Не раз Гэд выливал на голову наивно-оптимистического молодого профессора потоки ледяной воды убийственных реплик, на которые он был мастер. Но и Жорес был не из тех ораторов, которых можно сбить с толку. Никогда и никому не удавалось неожиданно прервать нить его рассуждений.
Жан радостно сообщал закаленному ветерану классовых боев, что социализм — цель человечества, изначально заложенная непостижимым образом в самой его сущности. Гэд лаконично замечал во этому поводу, что история человечества вместе с движением к социализму — это в конце концов вопрос брюха и того, что под брюхом. Жорес с жаром говорил об огромных возможностях приобщения массы республиканцев на сторону социализма. Гэд отвечал, что буржуа должны для этого отречься от своего класса в перейти на другую сторону баррикад.
Жорес доказывал своему скептическому собеседнику, как много полезных реформ можно провести в интересах рабочих, Гэд сурово напоминал, что рабочим нужна революция и что вредно отвлекать их реформами от правильного пути, от беспощадной классовой борьбы. Жорес настойчиво уверял, что французское общество вступило, наконец, в счастливый период, когда движение к социализму будет происходить без потрясений, без нарушении спокойствия нации. В ответ Гэд поинтересовался, а не в Фурии ли начался 1 мая 1891 года этот радостный период? Жорес говорил, что в парламенте рано или поздно образуется социалистическое большинство. Гэд советовал предоставить скамьи палаты депутатов геморроям господ буржуа…
И все же Жорес сумел разбить лед, отделявший его от Гэда. Горячая искренность, восторженная сердечность и, конечно, талантливость, эрудиция Жана произвели на него впечатление. Он сразу понял, что человек с такими качествами может оказать великие услуги делу французского социализма. В момент, когда весенний рассвет окончательно победил мерцающий желтый огонек керосиновой лампы, прощаясь, Гэд сказал Бедусу:
— Мы очень хорошо провели время!
Ну а Жорес? Сумел ли Гэд убедить его примкнуть к Французской рабочей партий? Нет, этого не произошло. Жорес, по его собственному выражению, по-прежнему не хочет быть ни членом одной из сект, ни вассалом какого-либо влиятельного социалистического лидера, ни пленником никакой группировки. Как знать, не поступил бы он иначе, если бы во Франции вместо мозаики враждебных социалистических группировок существовала единая крупная социалистическая партия? Во всяком случае, вскоре после встречи с Гэдом, 20 апреля 1892 года, Жорес на страницах «Депеш» восхищался марксистской программой гэдистов. А еще некоторое время спустя он берет в качестве своей избирательной и платформы именно эту программу, хотя при этом он специально оговаривает, что такой шаг не означает его официального вступления в рабочую партию.
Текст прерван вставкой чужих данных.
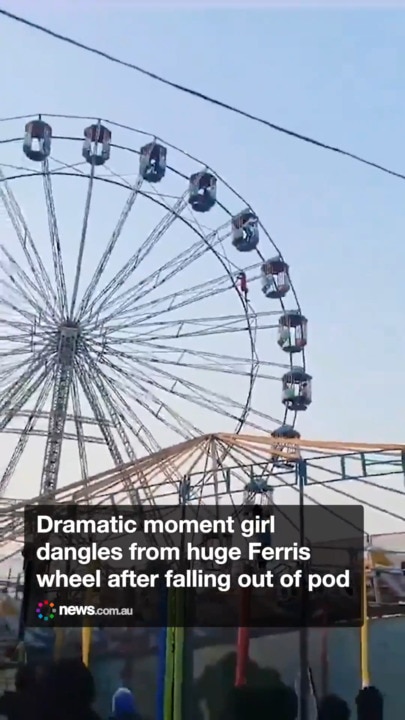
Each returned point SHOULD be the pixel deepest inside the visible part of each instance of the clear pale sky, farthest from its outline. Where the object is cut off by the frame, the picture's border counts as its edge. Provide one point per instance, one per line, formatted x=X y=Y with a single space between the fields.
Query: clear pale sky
x=335 y=75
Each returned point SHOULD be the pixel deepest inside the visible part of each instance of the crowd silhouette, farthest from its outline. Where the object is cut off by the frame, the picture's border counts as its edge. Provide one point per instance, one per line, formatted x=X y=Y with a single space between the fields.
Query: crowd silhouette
x=65 y=690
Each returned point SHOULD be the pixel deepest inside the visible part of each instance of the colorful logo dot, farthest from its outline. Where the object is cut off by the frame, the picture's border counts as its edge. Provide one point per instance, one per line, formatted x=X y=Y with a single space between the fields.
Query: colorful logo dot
x=46 y=611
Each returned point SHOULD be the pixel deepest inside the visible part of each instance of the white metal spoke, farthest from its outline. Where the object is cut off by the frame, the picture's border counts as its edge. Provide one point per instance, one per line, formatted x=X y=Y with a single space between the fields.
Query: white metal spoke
x=130 y=202
x=61 y=291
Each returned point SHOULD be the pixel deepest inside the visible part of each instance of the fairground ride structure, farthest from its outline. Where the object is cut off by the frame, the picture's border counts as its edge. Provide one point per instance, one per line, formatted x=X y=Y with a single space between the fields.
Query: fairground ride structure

Вообще говоря, если Жорес так и не пришел окончательно к марксизму, то в немалой степени из-за того, что теорию марксизма во Франции представляли и выражали тогда и основном люди типа Жюля Гэда, догматики и сектанты. Гэд был марксист, но он не был теоретик и даже не пропагандист, а скорее агитатор. Он не только не способствовал развитию марксизма, но, сужая, упрощая его, представляя марксизм порой в примитивной форме, невольно иногда отталкивал от него таких людей, как Жорес, явно тянувшихся к теории научного социализма. Гэд однажды решительно заявил, что он заставит французских социалистов «проглотить учение Маркса по самую рукоятку». Образ сильный, но неточный и даже какой-то двусмысленный. Не такой был человек Жорес, чтобы ему можно было что-то насильно впихнуть в глотку!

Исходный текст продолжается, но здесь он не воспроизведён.